Re: ISSUE 30 @longdesc use cases

On Mon, Aug 23, 2010 at 3:58 PM, Ian Hickson <ian@hixie.ch> wrote:
> On Mon, 23 Aug 2010, Jonas Sicking wrote:
>>
>> Define "presented to user".
>
> Let me try again with different terminology:
>
> When specified on an element, hidden="" indicates that the element is not
> yet, or is no longer, relevant. User agents should not render elements
> that have the hidden attribute specified.
>
>
>> A <style> element inside a @hidden element still affects the
>> presentation of the whole page. SVG patterns, markers and <use> elements
>> that point to elements inside a @hidden element is still rendered right?
>> Form controls are still submitted, and javascript is still run, the
>> effects of this is often visible to the user.
>
> Sure. Those cases would all be abuses of hidden="", but they would indeed
> work as described (with the possible exception of the SVG stuff, I'm not
> sure how they react to display:none, which is what hidden="" maps to).
>
> The point is that hidden="" means the content is irrelevant. The hidden
> attribute must not be used to hide content that could legitimately be
> shown in another presentation.

Agree with you so far.

> Elements that are not hidden should not
> link to or refer to elements that are hidden.

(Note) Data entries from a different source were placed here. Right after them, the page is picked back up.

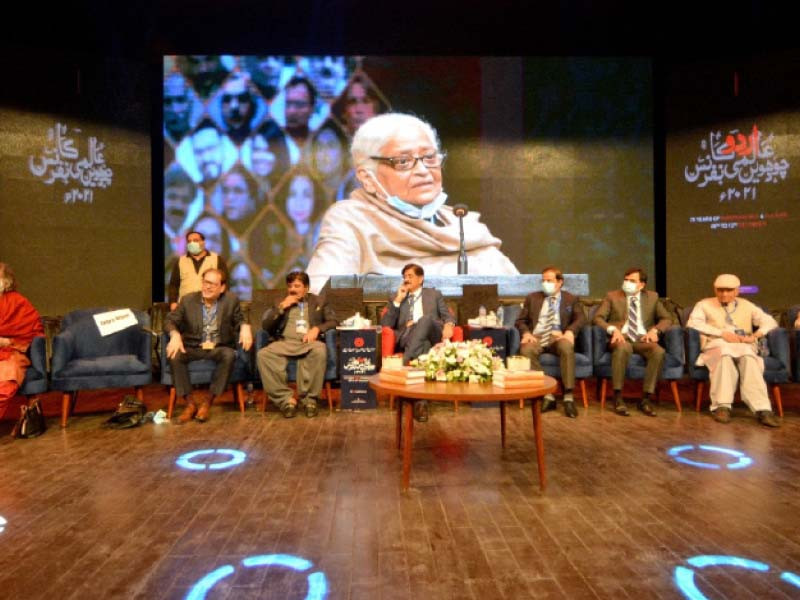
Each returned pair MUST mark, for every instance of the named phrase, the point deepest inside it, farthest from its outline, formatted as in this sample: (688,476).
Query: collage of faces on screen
(255,149)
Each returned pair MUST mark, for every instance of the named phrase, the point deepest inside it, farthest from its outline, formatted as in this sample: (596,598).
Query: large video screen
(732,160)
(553,156)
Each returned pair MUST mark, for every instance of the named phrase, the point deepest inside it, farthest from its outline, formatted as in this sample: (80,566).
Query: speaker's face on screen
(419,186)
(263,158)
(359,106)
(298,108)
(207,153)
(300,200)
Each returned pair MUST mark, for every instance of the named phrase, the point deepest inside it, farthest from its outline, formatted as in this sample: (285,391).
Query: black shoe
(620,407)
(768,419)
(311,409)
(722,414)
(647,408)
(421,411)
(570,410)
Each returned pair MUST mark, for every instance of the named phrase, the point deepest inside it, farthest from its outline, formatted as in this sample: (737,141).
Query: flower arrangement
(470,361)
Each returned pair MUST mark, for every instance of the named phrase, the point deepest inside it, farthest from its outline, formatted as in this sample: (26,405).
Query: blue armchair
(201,372)
(672,370)
(35,382)
(331,362)
(83,359)
(551,362)
(776,365)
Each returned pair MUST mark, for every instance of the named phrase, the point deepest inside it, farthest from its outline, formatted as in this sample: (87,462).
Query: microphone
(461,210)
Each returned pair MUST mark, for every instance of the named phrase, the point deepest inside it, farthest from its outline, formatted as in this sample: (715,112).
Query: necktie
(549,322)
(633,320)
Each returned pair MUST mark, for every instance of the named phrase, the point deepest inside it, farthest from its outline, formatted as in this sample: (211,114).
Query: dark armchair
(35,382)
(671,371)
(201,372)
(83,359)
(776,365)
(331,369)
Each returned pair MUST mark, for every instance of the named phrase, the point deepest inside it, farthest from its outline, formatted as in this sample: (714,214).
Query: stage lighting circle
(684,576)
(742,460)
(317,582)
(186,461)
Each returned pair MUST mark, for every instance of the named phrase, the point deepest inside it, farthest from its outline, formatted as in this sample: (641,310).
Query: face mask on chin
(629,287)
(415,212)
(549,288)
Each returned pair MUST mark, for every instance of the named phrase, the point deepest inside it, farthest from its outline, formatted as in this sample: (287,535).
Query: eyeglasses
(433,160)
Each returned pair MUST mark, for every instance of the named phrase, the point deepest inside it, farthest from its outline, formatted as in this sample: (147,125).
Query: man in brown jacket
(633,318)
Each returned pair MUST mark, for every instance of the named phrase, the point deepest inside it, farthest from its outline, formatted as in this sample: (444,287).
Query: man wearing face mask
(549,322)
(295,324)
(420,319)
(633,318)
(399,214)
(187,274)
(730,328)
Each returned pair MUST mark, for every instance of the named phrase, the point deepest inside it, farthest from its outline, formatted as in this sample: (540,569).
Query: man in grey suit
(420,318)
(549,322)
(205,326)
(634,318)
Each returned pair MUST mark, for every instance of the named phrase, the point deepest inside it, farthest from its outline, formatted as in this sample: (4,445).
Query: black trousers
(419,338)
(222,355)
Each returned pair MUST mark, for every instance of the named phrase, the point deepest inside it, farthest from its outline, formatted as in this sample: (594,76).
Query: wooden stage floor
(94,513)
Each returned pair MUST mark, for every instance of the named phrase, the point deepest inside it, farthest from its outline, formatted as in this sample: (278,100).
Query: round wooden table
(439,391)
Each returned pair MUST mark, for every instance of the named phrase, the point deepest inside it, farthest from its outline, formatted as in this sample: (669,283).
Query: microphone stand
(460,210)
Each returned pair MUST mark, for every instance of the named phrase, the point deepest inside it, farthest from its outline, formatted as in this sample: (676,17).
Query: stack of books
(403,375)
(515,379)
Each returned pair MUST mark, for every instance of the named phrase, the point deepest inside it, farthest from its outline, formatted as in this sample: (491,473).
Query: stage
(95,513)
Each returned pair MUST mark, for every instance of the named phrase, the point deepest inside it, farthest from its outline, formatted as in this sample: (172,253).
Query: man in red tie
(634,318)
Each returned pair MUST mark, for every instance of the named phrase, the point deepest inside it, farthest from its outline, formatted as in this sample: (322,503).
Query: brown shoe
(202,412)
(187,413)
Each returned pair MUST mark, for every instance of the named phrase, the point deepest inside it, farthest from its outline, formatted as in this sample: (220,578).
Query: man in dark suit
(549,322)
(634,318)
(205,326)
(420,318)
(295,323)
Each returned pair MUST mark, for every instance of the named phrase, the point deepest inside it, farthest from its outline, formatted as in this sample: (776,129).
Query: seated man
(187,273)
(295,323)
(205,326)
(551,326)
(420,318)
(728,345)
(634,317)
(19,324)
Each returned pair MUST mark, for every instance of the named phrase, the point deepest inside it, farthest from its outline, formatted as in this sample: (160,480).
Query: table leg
(399,421)
(408,430)
(503,423)
(536,409)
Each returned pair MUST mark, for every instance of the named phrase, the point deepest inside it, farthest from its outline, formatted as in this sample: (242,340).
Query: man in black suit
(549,322)
(205,326)
(420,318)
(295,325)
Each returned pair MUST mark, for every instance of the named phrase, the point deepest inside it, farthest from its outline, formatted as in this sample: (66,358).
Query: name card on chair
(115,320)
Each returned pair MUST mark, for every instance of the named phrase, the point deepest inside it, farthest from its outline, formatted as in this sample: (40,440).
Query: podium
(359,353)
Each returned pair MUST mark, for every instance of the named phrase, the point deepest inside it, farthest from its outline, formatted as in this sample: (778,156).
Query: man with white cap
(730,328)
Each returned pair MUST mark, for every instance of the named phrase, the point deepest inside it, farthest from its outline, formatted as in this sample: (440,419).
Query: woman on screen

This, however I don't agree with. Why should this not be permitted?
What problem is solved by forbidding this?

> hidden="" is very definitely _not_ a media-specific "hide from the screen
> users but show it to the AT tool users" feature. It's entire purpose is in
> fact to provide a semantic way to hide things from AT users, so that
> people writing dynamic applications can write accessible apps and do not
> have to rely on CSS to get the irrelevant parts of their app hidden.

Note that my example has nothing media-specific in it. AT tool users
also do not see the content when it's read by a screen reader when the
reader is reading the normal flow of the page.